Later track ‘Could Never Be Heaven’ takes away the distorted guitars and replaces them with more of a fragile and romance driven choice of song, bearing some similarities to ‘Jesus Christ’, and, much like their 2006 song ‘The Archers’ Bows Have Broken’, ‘Desert’ sees Lacey take on the role and persona of a bigoted American Christian man, arguably taking a stab at the contradicting ideologies and morals that religion sometimes holds.
‘Science Fiction’ holds its thickest slab of meat in the middle. ‘Same Logic/Teeth’ pushes itself back and forth between more controlled verses and impressive crescendos in its choruses, seeing Lacey display his first screams across the album, and quite bluntly talks about self-harm, self-loathing, and the struggles that come with mental health.
‘Out Of Mana’ enters into the mix, and by the time it plays out, it comes away as a contender for one of the band’s best songs that they’ve ever penned. Much like the aforementioned ‘Same Logic/Teeth’, the track displays the band’s indisputable ability to portray positive messages but somehow make them sound somewhat deprecating, but, since their inception, this has been something that Brand New have been heralded and celebrated for.
Things get a little more old school and familiar Brand New with ‘No Control’, a song that could comfortably slide into the track listing on ‘Deja Entendu’, and then ‘451’ sounds like an offering that’s heavily influenced by the hard rock style of Queens Of The Stone Age and The White Stripes, before we soon come to the final moments of what will be the last brand new Brand New album that we’ll hear. Though not an epic finale, ‘Batter Up’ acts as an intentionally hollow and frail resignation. A bittersweet culmination of not only ‘Science Fiction’, but also the band.
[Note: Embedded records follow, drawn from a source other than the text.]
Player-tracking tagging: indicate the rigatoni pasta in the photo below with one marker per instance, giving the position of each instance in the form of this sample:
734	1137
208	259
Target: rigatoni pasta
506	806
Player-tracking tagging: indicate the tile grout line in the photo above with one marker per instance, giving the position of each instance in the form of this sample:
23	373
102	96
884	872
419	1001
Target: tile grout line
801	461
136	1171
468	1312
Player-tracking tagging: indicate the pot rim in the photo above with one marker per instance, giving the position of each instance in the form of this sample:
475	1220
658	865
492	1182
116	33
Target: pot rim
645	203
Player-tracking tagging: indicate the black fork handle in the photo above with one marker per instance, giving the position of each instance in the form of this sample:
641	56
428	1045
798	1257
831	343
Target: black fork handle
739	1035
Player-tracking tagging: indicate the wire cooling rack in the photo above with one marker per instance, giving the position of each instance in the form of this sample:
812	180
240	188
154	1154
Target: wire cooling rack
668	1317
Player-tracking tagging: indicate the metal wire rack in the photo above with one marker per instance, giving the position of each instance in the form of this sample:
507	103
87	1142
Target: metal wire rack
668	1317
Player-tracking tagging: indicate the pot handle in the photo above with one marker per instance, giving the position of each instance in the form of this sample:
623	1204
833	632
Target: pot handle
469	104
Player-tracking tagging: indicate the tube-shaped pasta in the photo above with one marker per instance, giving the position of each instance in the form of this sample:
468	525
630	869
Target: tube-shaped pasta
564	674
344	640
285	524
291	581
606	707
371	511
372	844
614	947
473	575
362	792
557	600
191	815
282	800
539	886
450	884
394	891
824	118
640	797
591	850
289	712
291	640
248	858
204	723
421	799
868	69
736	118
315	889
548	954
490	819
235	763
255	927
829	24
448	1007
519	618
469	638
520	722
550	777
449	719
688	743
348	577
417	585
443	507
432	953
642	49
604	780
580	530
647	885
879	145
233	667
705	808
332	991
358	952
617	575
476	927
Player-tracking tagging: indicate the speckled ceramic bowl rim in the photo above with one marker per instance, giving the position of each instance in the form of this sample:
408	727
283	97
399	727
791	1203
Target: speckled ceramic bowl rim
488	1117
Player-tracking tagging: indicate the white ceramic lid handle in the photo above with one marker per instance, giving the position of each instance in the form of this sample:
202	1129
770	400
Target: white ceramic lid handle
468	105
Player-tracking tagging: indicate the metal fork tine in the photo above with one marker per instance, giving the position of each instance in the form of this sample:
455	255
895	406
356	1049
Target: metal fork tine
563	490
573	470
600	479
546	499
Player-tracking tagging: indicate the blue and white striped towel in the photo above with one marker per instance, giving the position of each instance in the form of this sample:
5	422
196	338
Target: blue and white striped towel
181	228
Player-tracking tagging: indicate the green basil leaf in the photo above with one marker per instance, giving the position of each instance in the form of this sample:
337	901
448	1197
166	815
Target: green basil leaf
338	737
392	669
With ‘Science Fiction’, Brand New have delivered both a farewell to the world on their own terms, with no promotion so it can thrive on its own merit as a final body of work and art. All of the callbacks and theories will undoubtedly be pointed out, plucked, discussed, and argued upon for months and indeed years to come, yet, all of this aside, ‘Science Fiction’ is the beginning of a mourning and funeral procession that is to follow. With the band’s publicly announced intent to wrap things up for good in 2018, the casket is out on the floor for all to see, the ultimate nail has been driven in, and the 12 months to follow are our chance to celebrate the life and legacy of Brand New one final time.